Andrianakis I, Vernon IR, McCreesh N, McKinley TJ, Oakley JE, Nsubuga RN, Goldstein M, White RG - PLoS Comput. Biol. (2015)

Bottom Line: History matching is an iterative procedure that reduces the simulator's input space by identifying and discarding areas that are unlikely to provide a good match to the empirical data.Simulator evaluations made within this region were found to have a 65% probability of fitting all 18 outputs.Further research is required to explicitly address the stochastic nature of the simulator as well as to account for correlations between outputs.

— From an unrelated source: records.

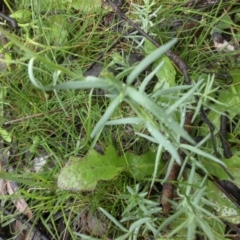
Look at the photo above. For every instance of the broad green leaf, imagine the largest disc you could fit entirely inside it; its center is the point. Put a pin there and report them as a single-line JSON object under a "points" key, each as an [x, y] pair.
{"points": [[83, 174], [5, 135], [22, 16]]}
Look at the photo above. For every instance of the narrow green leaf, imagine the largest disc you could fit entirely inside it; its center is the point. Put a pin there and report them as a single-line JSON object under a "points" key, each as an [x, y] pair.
{"points": [[148, 60], [164, 142], [108, 113], [118, 224]]}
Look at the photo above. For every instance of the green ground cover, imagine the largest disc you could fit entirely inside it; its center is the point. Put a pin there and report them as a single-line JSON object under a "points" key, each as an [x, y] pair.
{"points": [[89, 148]]}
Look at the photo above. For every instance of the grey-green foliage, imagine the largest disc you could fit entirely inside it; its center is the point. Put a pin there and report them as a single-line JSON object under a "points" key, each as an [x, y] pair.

View Article: PubMed Central - PubMed

Affiliation: Dept. of Infectious Disease Epidemiology, London School of Hygiene & Tropical Medicine, London, United Kingdom.

ABSTRACT
Advances in scientific computing have allowed the development of complex models that are being routinely applied to problems in disease epidemiology, public health and decision making. The utility of these models depends in part on how well they can reproduce empirical data. However, fitting such models to real world data is greatly hindered both by large numbers of input and output parameters, and by long run times, such that many modelling studies lack a formal calibration methodology. We present a novel method that has the potential to improve the calibration of complex infectious disease models (hereafter called simulators). We present this in the form of a tutorial and a case study where we history match a dynamic, event-driven, individual-based stochastic HIV simulator, using extensive demographic, behavioural and epidemiological data available from Uganda. The tutorial describes history matching and emulation. History matching is an iterative procedure that reduces the simulator's input space by identifying and discarding areas that are unlikely to provide a good match to the empirical data. History matching relies on the computational efficiency of a Bayesian representation of the simulator, known as an emulator. Emulators mimic the simulator's behaviour, but are often several orders of magnitude faster to evaluate. In the case study, we use a 22 input simulator, fitting its 18 outputs simultaneously. After 9 iterations of history matching, a non-implausible region of the simulator input space was identified that was 10(11) times smaller than the original input space. Simulator evaluations made within this region were found to have a 65% probability of fitting all 18 outputs. History matching and emulation are useful additions to the toolbox of infectious disease modellers. Further research is required to explicitly address the stochastic nature of the simulator as well as to account for correlations between outputs.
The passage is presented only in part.